An End-to-End Model Based on Improved Adaptive Deep Belief Network and Its Application to Bearing Fault Diagnosis

Effective machinery prognostics and health management play a crucial role in ensuring the safe and continuous operation of equipment, and satisfactory characteristics' expression of machine health status plays a key role in the ability to diagnose faults with high accuracy. At present, most methods based on signal processing and the shallow learning model rely on artificial feature extraction to identify the machine fault type. In practical applications, however, meaningful health management requires correct recognition of not only the health type but also the fault degree, if any occurs.
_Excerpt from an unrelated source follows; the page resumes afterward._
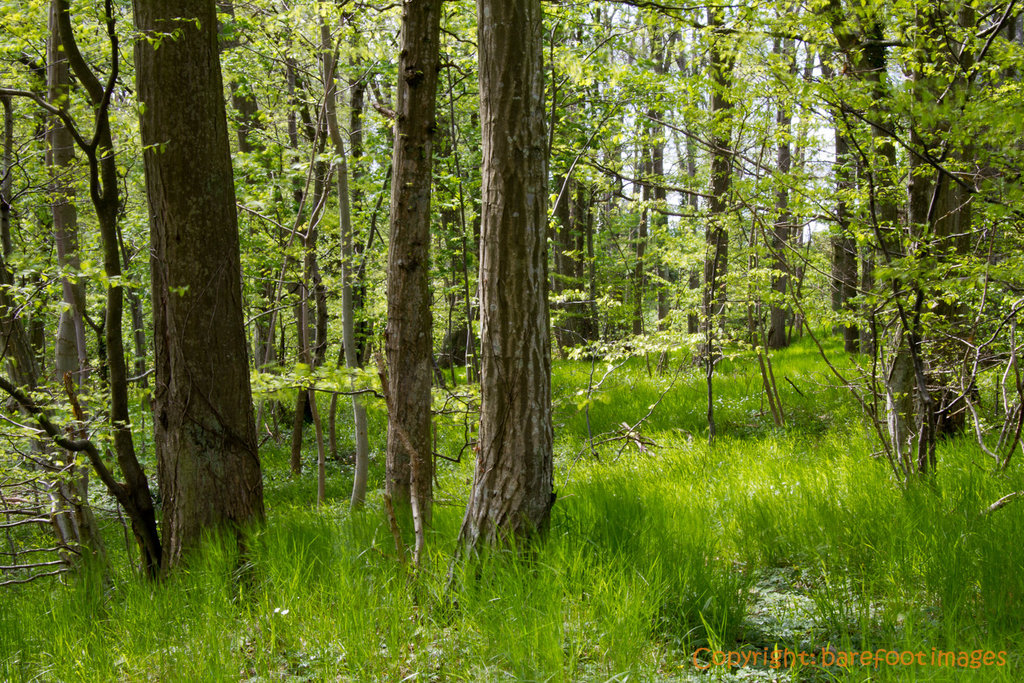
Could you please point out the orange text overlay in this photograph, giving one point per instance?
(705, 657)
Such recognition is useful for determining the priority level of mechanical maintenance and minimizing economic losses. Deep learning techniques, such as deep belief network (DBN), have demonstrated great potential in exploring characteristic information from machine status signals. In this paper, an end-to-end fault diagnosis model based on an adaptive DBN optimized by the Nesterov moment (NM) is proposed to extract deep representative features from rotating machinery and recognize bearing fault types and degrees simultaneously. Frequency-domain signals are inputted into the model for feature learning, and NM is introduced to the training process of the DBN model. Individual adaptive learning rate algorithms are then applied to optimize parameter updating. The performance of the proposed method is validated using a self-made bearing fault test platform, and the model is shown to achieve satisfactory convergence and a testing accuracy higher than those obtained from standard DBN and support vector machine.